Sparrow Come Back Home by British artists Carmel Buckley and Mark Harris takes its title from a 1962 album by calypso singer Mighty Sparrow, which points out the irony of being appreciated only once he had left Trinidad for the US. Mighty Sparrow, born Slinger Francisco, began song writing and performing in the intensely competitive public arena of Trinidad Carnival in the early 1950s and although he has recently been seriously ill, Sparrow still performed during the 2014 Trinidad Carnival. His first vinyl LP, Calypso Carnival, was released in 1958, with his most recent work, Sparromania! released in 2011. His entire body of work has been collected, locating almost two hundred LPs and 12-inch singles from different Caribbean islands as well as in cities of the West Indian diaspora such as New York, Toronto and London. West Indians acclaimed Sparrow as among the most important calypsonians of the late twentieth-century for the humorous topicality and the lyrical and musical inventiveness of his songs. In spite of this acclaim, Sparrow, and calypso more generally, continues to be little understood and appreciated in comparison with other world music.

This exhibition shows representations of Sparrow’s records alongside an archive of printed material relating to his music, revealing the depth of calypso culture. Carmel Buckley and Mark Harris will install their work of 180 ceramic tiles, each approximately the size of an LP, depicting the front and back of record covers from Sparrow’s entire career.

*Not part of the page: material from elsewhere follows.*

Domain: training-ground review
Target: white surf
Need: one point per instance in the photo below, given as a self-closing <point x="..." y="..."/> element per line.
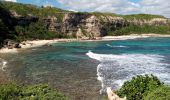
<point x="113" y="69"/>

The images comprise of photo decals fired onto the tiles, fixing his music into a kind of permanent memorial.

The installation of tiles is accompanied by an archive of literature and photographs relating to calypso and Trinidadian social and political issues often addressed by these songs. Besides photographs, posters and records by rival calypsonians from the period, the archive includes poetry by John Agard, Kamau Brathwaite, Lasana Kwesi, Abdul Malik and Derek Walcott who have written powerfully about calypso, Carnival and steel drum music. There are works by Earl Lovelace whose remarkable 1979 novel Dragon Can’t Dance includes a portrayal of a calypso singer clearly based on Sparrow. Also included will be a 1963 book of Sparrow’s lyrics, One Hundred And Twenty Calpysoes to Remember, as well as Gordon Rohlehr’s key publication Calpypso & Society in Pre-Independent Trinidad along with sound and video components to the archive.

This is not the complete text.